Windows Speech Recognition (WSR) is speech recognition developed by Microsoft for Windows Vista that enables voice commands to control the desktop user interface, dictate text in electronic documents and email, navigate websites, perform keyboard shortcuts, and operate the mouse cursor. It supports custom macros to perform additional or supplementary tasks. Hotkeys for this action is Windows logo key+Ctrl+S (windows 10, windows 11)
WSR is a locally processed speech recognition platform; it does not rely on cloud computing for accuracy, dictation, or recognition, but adapts based on contexts, grammars, speech samples, training sessions, and vocabularies. It provides a personal dictionary that allows users to include or exclude words or expressions from dictation and to record pronunciations to increase recognition accuracy. Custom language models are also supported.
With Windows Vista, WSR was developed to be part of Windows, as speech recognition was previously exclusive to applications such as Windows Media Player. It is present in Windows 7, Windows 8, Windows 8.1, Windows RT, Windows 10, and Windows 11.
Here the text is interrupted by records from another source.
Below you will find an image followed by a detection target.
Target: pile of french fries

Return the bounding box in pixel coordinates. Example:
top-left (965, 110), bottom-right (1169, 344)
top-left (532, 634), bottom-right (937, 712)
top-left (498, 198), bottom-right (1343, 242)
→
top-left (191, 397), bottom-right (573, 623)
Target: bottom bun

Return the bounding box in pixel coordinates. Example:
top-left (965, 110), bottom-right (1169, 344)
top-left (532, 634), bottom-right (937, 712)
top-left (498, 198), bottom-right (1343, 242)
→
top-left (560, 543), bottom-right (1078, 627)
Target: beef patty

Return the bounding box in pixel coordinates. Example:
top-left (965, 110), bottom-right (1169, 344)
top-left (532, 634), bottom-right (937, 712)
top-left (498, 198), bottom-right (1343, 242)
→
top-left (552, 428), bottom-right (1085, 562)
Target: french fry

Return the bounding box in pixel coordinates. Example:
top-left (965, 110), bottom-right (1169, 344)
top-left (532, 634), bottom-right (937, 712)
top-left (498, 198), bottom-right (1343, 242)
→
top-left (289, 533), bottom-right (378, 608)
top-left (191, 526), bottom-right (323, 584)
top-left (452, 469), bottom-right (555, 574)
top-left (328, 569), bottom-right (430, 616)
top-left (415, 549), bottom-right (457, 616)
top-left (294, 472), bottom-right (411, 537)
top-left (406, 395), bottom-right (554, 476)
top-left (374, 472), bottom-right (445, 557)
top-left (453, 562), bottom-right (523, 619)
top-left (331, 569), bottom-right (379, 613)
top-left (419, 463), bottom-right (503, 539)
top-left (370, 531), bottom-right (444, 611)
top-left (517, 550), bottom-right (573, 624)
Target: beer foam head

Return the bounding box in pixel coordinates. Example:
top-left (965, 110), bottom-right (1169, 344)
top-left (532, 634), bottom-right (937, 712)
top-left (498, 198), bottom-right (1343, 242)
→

Microsoft was involved in speech recognition and speech synthesis research for many years before WSR. In 1993, Microsoft hired Xuedong Huang from Carnegie Mellon University to lead its speech development efforts; the company's research led to the development of the Speech API (SAPI) introduced in 1994. Speech recognition had also been used in previous Microsoft products. Office XP and Office 2003 provided speech recognition capabilities among Internet Explorer and Microsoft Office applications; it also enabled limited speech functionality in Windows 98, Windows Me, Windows NT 4.0, and Windows 2000. Windows XP Tablet PC Edition 2002 included speech recognition capabilities with the Tablet PC Input Panel, and Microsoft Plus! for Windows XP enabled voice commands for Windows Media Player. However, these all required installation of speech recognition as a separate component; before Windows Vista, Windows did not include integrated or extensive speech recognition.